Re: Slowness of extended protocol - Mailing list pgsql-hackers

From Vladimir Sitnikov
Subject Re: Slowness of extended protocol
Date
Msg-id CAB=Je-FnD8QLr4++Z+ADCYbsFxBEmxrQsyMq=2M5GpTW3UVciw@mail.gmail.com
Whole thread Raw
In response to Re: Slowness of extended protocol  (Shay Rojansky <roji@roji.org>)
List pgsql-hackers
Shay> What? I really didn't understand your point here. All the doc is saying is
Shay> that if the driver doesn't support prepared statements, then using them

Please read again. PreparedStatement is the only way to execute statements
in JDBC API. There's no API that allows user to specify "use
server-prepared here".
Well, there's non-prepared API in JDBC, however it misses "bind
variables" support,
so if bind variables required, developer would use PreparedStatement.

Java's PreparedStatement does not have an option to distinguish which statements
should be server-prepared and which should not.

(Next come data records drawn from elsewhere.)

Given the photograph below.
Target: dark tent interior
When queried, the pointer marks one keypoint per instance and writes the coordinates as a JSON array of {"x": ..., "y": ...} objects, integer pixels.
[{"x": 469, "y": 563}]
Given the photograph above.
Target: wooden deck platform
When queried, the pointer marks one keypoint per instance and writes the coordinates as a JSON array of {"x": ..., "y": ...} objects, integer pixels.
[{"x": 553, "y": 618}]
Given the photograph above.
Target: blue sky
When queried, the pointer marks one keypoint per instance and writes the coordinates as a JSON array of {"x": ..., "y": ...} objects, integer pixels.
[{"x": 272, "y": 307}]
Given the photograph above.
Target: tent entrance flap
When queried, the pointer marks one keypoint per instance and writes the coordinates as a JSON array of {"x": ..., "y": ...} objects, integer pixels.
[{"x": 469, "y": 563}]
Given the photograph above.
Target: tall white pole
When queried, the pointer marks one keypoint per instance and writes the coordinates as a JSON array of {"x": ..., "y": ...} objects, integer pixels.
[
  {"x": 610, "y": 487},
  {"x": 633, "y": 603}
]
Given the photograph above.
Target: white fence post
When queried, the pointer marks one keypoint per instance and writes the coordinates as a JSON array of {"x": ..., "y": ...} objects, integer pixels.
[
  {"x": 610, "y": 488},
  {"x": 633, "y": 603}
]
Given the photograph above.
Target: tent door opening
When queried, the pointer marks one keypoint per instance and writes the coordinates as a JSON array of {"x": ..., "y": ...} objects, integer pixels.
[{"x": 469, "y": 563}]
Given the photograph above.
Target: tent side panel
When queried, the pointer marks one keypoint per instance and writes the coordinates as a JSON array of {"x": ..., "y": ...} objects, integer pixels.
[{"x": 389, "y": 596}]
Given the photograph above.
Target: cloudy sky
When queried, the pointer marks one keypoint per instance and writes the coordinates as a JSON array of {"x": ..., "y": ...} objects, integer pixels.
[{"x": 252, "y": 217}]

Vladimir>> My experience shows, that people are very bad at predicting where the
Vladimir>> performance problem would be.
Vladimir>> For 80% (or even 99%) of the cases, they just do not care
thinking if a
Vladimir>> particular statement should be server-prepared or not.
Vladimir>> They have absolutely no idea how much resources it would
take and so on.
Shay> Maybe you're even right saying these things, I don't know. But
that doesn't
Shay> mean I as a driver should solve their problems for them. And I also get
Shay> that you have an additional argument here besides programmer
Shay> laziness/stupidity - the ORM argument - which makes more sense.

Suppose backend can handle 20 server-prepared statements at most (if using more
it would run out of memory).
Suppose an application has 100 statements with ".prepare()" call.
I think it is reasonable for the DB driver to figure out which
statements are most important
and server-prepare just "20 most important ones", and leave the rest
80 as regular
non-prepared statements.

Do you think the DB driver should just follow developer's advice and
server-prepare
all the 100 statements causing backend crash?
Do you think application developer should have a single list of all
the statements ever
used in the application and make sure there's no more than 20 queries in it?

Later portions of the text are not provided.